Diharapkan guru dapat
mengasosiasi stimulus respon secara tepat. Pebelajar harus dibimbing melakukan
apa yang harus dipelajari. Guru tidak boleh memberikan tugas yang mungkin
diabaikan oleh anak.
Menurut Skinner hubungan antara
stimulus dan respon yang terjadi melalui interaksi dengan lingkungannya, yang
kemudian menimbulkan perubahan tingkah laku. Menurutnya respon yang
diterima seseorang tidak sederhana karena stimulus-stimulus yang diberikan akan
saling berinteraksi dan interaksi antar stimulus itu akan mempengaruhi respon
yang dihasilkan. Respon yang diberikan ini memiliki konsekuensi-konsekuensi.

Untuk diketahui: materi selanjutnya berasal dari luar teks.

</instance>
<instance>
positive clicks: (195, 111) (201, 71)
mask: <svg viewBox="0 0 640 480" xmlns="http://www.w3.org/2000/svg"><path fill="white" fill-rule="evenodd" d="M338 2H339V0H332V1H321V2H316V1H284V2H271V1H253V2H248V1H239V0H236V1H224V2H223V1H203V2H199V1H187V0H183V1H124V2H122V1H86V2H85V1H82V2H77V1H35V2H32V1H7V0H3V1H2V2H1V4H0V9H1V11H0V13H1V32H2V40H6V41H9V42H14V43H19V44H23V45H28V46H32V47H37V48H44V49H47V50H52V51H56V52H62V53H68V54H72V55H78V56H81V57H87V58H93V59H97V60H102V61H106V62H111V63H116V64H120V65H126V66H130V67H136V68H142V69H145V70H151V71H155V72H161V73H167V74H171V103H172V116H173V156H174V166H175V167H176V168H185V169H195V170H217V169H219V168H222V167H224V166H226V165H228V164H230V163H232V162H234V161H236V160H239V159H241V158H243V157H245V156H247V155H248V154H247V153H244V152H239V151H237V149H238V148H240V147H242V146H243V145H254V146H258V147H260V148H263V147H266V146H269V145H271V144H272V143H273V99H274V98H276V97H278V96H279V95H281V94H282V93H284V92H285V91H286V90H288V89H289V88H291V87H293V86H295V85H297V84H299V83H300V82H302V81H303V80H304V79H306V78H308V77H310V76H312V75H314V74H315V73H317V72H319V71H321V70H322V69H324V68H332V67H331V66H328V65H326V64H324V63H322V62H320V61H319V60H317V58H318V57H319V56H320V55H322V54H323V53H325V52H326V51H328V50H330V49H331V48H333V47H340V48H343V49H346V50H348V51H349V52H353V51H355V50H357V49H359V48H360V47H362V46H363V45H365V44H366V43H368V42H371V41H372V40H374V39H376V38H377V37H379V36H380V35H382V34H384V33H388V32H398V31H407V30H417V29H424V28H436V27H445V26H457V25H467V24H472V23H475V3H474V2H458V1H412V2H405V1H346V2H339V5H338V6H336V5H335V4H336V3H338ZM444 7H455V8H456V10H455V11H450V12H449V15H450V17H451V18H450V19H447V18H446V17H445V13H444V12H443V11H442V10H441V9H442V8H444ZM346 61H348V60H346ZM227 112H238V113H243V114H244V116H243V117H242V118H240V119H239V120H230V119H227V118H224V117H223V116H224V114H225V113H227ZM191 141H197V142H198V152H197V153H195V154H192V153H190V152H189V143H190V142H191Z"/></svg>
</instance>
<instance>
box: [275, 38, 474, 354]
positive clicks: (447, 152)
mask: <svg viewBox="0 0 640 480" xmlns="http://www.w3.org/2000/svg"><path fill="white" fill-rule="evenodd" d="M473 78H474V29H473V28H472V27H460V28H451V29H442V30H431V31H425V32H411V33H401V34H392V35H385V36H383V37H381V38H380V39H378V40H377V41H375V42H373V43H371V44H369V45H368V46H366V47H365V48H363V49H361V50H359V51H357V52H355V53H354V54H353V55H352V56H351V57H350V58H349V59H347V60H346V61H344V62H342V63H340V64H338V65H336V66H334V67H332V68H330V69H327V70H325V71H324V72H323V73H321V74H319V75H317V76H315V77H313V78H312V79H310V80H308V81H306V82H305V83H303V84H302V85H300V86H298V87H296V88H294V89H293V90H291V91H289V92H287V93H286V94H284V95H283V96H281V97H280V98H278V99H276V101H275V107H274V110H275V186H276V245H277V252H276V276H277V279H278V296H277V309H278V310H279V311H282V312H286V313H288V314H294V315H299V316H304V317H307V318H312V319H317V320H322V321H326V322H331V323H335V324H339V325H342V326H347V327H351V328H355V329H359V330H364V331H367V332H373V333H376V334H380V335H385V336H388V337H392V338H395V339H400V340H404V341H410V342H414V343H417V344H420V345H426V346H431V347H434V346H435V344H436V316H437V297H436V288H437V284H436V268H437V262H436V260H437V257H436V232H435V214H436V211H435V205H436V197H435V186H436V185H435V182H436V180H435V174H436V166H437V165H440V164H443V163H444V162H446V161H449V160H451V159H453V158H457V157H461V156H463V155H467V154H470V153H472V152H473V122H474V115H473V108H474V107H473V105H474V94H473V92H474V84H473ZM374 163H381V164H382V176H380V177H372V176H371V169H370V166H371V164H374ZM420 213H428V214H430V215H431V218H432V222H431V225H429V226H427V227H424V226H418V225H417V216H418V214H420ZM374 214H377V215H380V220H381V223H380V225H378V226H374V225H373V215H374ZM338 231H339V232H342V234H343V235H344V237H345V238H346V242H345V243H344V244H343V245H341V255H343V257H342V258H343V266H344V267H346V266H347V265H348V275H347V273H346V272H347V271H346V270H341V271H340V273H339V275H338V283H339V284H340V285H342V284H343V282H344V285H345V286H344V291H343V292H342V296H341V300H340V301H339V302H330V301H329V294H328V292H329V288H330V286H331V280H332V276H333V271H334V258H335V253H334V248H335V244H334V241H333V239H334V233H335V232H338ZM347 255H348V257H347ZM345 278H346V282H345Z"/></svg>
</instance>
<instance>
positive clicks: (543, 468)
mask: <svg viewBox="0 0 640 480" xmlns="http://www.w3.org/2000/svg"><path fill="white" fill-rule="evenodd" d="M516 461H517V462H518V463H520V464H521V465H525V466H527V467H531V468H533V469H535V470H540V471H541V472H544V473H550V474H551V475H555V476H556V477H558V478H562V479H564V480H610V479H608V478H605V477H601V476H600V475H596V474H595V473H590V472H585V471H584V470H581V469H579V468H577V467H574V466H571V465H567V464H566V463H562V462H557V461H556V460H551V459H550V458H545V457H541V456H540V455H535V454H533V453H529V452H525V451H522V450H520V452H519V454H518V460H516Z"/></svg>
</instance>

Konsekuensi-konsekuensi inilah yang nantinya mempengaruhi munculnya perilaku.
Oleh karena itu dalam memahami tingkah laku seseorang secara benar harus
memahami hubungan antara stimulus yang satu dengan lainnya, serta memahami
konsep yang mungkin dimunculkan dan berbagai konsekuensi yang mungkin timbul
akibat respon tersebut.
Analisis
Teori Behavioristik
Pendidik yang masih menggunakan
kerangka behavioristik biasanya merencanakan kurikulum dengan menyusun isi
pengetahuan menjadi bagian-bagian kecil yang ditandai dengan suatu keterampilan
tertentu. Kemudian, bagian-bagian tersebut disusun secara dari yang sederhana
sampai yang komplek.
Pandangan teori behavioristik telah
cukup lama dianut oleh para pendidik. Teori ini banyak dikritik
karena seringkali tidak mampu menjelaskan situasi belajar yang kompleks, sebab
banyak variabel atau hal-hal yang berkaitan dengan pendidikan dan/atau belajar
yang dapat diubah menjadi sekedar hubungan stimulus dan respon. Teori ini tidak
mampu menjelaskan penyimpangan-penyimpangan yang terjadi dalam hubungan
stimulus dan respon.
Teori behavioristik juga cenderung
mengarahkan pebelajar untuk berfikir linier, konvergen, tidak kreatif dan tidak
produktif. Pandangan teori ini bahwa belajar merupakan proses pembentukan atau
shaping, yaitu membawa pebelajar menuju atau mencapai target tertentu, sehingga
menjadikan peserta didik tidak bebas berkreasi dan berimajinasi. Padahal banyak
faktor yang mempengaruhi proses belajar, proses belajar tidak sekedar
pembentukan atau shaping.
Aplikasi
Teori Behavioristik dalam Pembelajaran
Aliran ini menekankan pada
terbentuknya perilaku yang tampak sebagai hasil belajar. Teori behavioristik
dengan model hubungan stimulus responnya, mendudukkan orang yang belajar
sebagai individu yang pasif. Respon atau perilaku tertentu dengan menggunakan
metode drill atau pembiasaan semata. Munculnya perilaku akan semakin kuat bila
diberikan reinforcement dan akan menghilang bila dikenai hukuman.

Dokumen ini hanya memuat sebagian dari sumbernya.